We are getting closer. As documented in the manual, you can only set exogenous variables or endogenous states. Inflation typically is not a state in our models. So there must be some trick like a negative cost-push shock or something like this that makes inflation be below steady state at time 0.
Yes, there must be. However, in the simple model they present it seems taht there is no cost-push shock. I don’t know whether they are implicitly considering the usual NKPC p_t=betaE_t p_t+1+kx_t +u_t. If this is the case, I only have to shock u_t, including inflation in var, right ?
In case you are interested, the model I am talking about is from the wp of Schmitt-Grohé and Uribe (2013). I am trying to replicate it as part of the learning process.
No, they are not considering the NKPC, because the parameter k is not calibrated, so there must be another trick.
What could make the inflation rate be below the target at period 0 if it’s not a cost push shock ?

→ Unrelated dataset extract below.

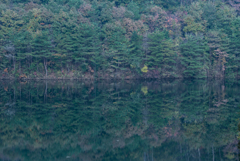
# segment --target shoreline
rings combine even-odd
[[[91,80],[91,81],[95,81],[95,80],[162,80],[162,79],[218,79],[218,80],[222,80],[222,79],[240,79],[240,78],[231,78],[231,77],[206,77],[206,78],[184,78],[184,77],[161,77],[161,78],[94,78],[94,79],[89,79],[89,78],[0,78],[0,80]]]
[[[180,73],[176,74],[154,74],[152,72],[136,73],[132,71],[127,72],[86,72],[78,73],[69,72],[65,74],[58,74],[57,72],[49,73],[46,77],[45,73],[21,73],[18,75],[10,73],[2,73],[0,80],[161,80],[161,79],[239,79],[240,77],[226,77],[226,76],[207,76],[206,77],[184,77]]]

Which of the SGU 2013 papers are you talking about?
It’s “The Making of a Great Contraction…”, a working paper.
I only had a quick look at the paper, but it seems to allow for multiple equilibria and thus for confidence shocks that are not determined within the model as they are “sunspot” shocks.
It’s true, there are 2 nonstochastic steady states. So, how would you model this confidence shock ? Using the usual NKPC I would shock u, but here I cannot write this equation since I want the dynamics of the original nonlinear model. I’m a bit confused and I don’t know how to proceed.
As I said, I don’t know. But if there are sunspot shocks, you cannot proceed as in the usual case where everything is determinate. In this case, there is something outside of the model you need to specify. I have no idea what exactly they did there, but also I don’t have the time to deeply look at this. But you could ask them for their code.
OK, thank you for your useful comments, but I don’t think they will provide the code.